Lawsuit filed against Miramichi health authority over lab results


Patients suing the Miramichi Regional Health Authority are looking for damages totalling tens of millions of dollars, their lawyer says.
Details of a class action suit were released Tuesday with more than seven of its point-form pages listing exactly how the Miramichi Regional Hospital and its pathology lab failed the public.
"It could be between 6,000 and 8,000 people, could be more, could be less," said Halifax lawyer Raymond Wagner, of the number of patients that could qualify for damages if the lawsuit is successful.
Wagner, who filed the claim with Court of Queen's Bench in Miramichi, said there will be two major groups of patients.
In the first group are people diagnosed as having cancer who later discovered they were cancer-free and people who were told they were cancer-free but subsequently found out that they did have the disease.
"Some may have had treatments they didn't need, and (people with) negative results may not have received treatment in a timely fashion," said Wagner.

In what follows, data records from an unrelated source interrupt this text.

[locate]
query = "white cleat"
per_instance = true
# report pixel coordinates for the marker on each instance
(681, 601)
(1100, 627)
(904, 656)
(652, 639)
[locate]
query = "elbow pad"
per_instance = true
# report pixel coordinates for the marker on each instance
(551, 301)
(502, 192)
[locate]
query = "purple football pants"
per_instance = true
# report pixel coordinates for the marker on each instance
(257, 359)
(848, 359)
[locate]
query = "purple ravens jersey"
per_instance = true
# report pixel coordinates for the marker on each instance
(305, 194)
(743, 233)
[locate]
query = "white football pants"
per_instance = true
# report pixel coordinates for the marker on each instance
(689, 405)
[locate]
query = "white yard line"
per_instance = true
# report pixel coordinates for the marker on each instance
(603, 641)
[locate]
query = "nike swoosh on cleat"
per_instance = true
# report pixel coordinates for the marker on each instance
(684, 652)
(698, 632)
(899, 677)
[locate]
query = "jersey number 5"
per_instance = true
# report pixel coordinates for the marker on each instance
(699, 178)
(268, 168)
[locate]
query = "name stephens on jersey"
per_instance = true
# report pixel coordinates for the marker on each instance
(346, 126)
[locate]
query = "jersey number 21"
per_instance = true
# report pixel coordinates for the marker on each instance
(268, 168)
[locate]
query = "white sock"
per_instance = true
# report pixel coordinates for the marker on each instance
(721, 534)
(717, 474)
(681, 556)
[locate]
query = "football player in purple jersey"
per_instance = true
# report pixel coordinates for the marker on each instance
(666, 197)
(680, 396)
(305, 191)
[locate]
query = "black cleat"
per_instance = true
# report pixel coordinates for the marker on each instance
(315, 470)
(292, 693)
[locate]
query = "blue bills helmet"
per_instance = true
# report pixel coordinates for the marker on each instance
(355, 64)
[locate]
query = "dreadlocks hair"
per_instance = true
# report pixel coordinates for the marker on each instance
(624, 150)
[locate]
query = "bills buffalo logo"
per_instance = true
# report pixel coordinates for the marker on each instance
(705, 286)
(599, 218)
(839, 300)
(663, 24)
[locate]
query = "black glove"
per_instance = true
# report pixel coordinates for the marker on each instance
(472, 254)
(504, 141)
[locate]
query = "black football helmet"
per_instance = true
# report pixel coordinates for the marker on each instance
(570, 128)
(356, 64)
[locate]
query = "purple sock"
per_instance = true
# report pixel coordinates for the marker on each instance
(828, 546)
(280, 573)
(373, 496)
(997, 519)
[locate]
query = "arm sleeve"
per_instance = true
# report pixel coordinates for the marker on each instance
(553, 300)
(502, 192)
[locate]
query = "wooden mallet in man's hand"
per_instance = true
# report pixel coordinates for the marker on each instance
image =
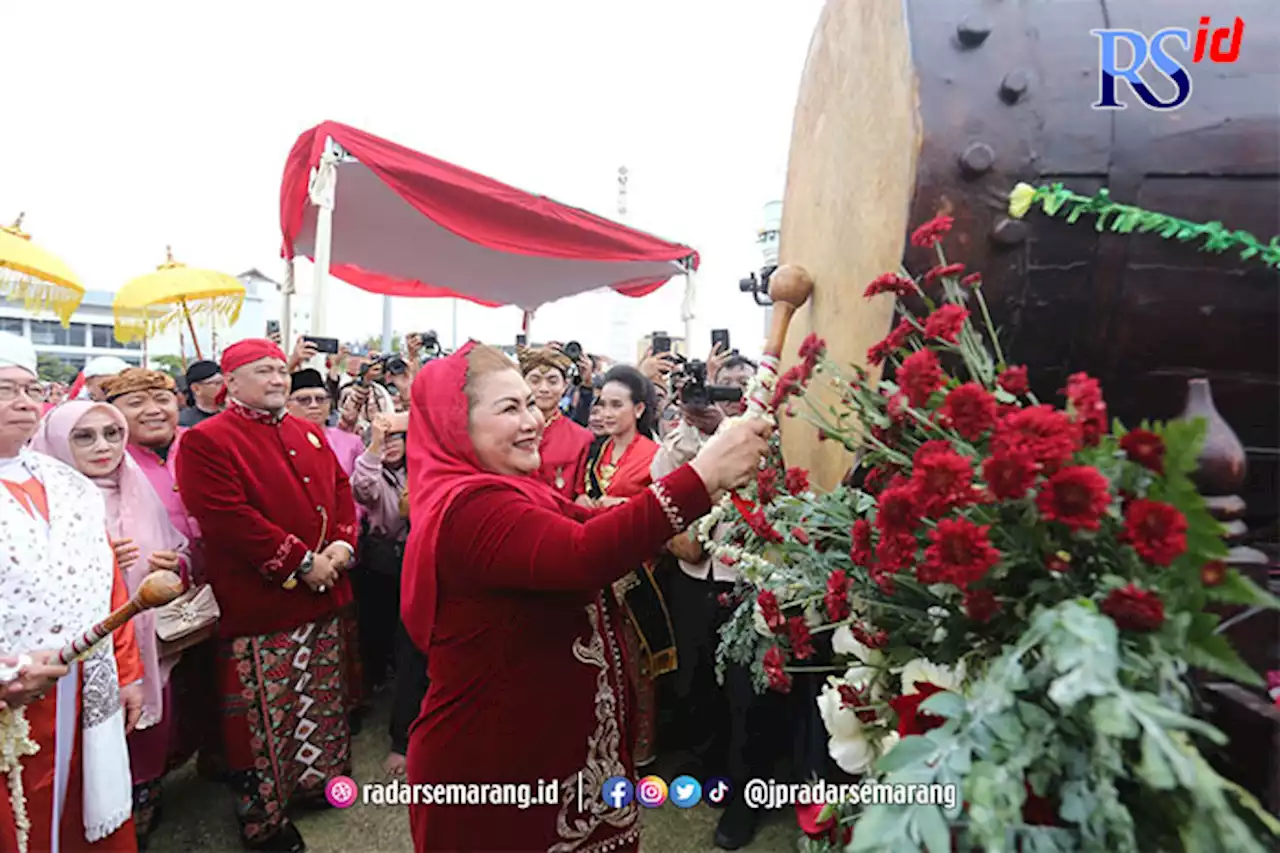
(159, 588)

The second group is comprised of people who faced the stress of being informed a test administered was under review, but were then told their original test was valid.
"They have suffered a lot of anxiety, uncertainty, stress, both for themselves and their family," said Wagner.
A review of pathologist Dr. Rajgopal Menon's work earlier this year found discrepancies in 18 per cent of the 226 breast and prostate cancer reports. The results sparked a provincial inquiry into what went wrong in the Miramichi pathology lab.
A total of 28 witnesses and 10 members of the public have been heard to date, including Menon himself. The commission resumes its hearings in September.
All of the cases reviewed by Menon over his tenure in Miramichi from 1995 to 2007 are under review.
The results of those tests will determine the numbers of patients involved in the suit. Currently more than 50 people have signed on.
The statement of claim lists 21 different allegations of negligence, one allegation of vicarious liability, three for breach of contract, one for breach of fiduciary duty and one of equitable fraud.
The documents then include a list of damages ranging pain and suffering, mental distress, loss of faith and confidence in pathology, past and future loss of income and cost of care.
None of the allegations have been proven in court.
Wagner said the claim could be worth roughly in the tens of millions of dollars.
"I can't say precisely how much," he said. "There is a lot of people."
Spokespersons for the health authority declined comment Tuesday saying the matter is currently before the court, but the authority's communications co-ordinator did provide an update of the more than 24,000 cases currently under review.
"Reports are coming through and our priority is to make sure that the physician is getting those reports and that it is being communicated back to the patients," said Sonya Green Haché. "We're working now to hopefully give an update in the next few weeks."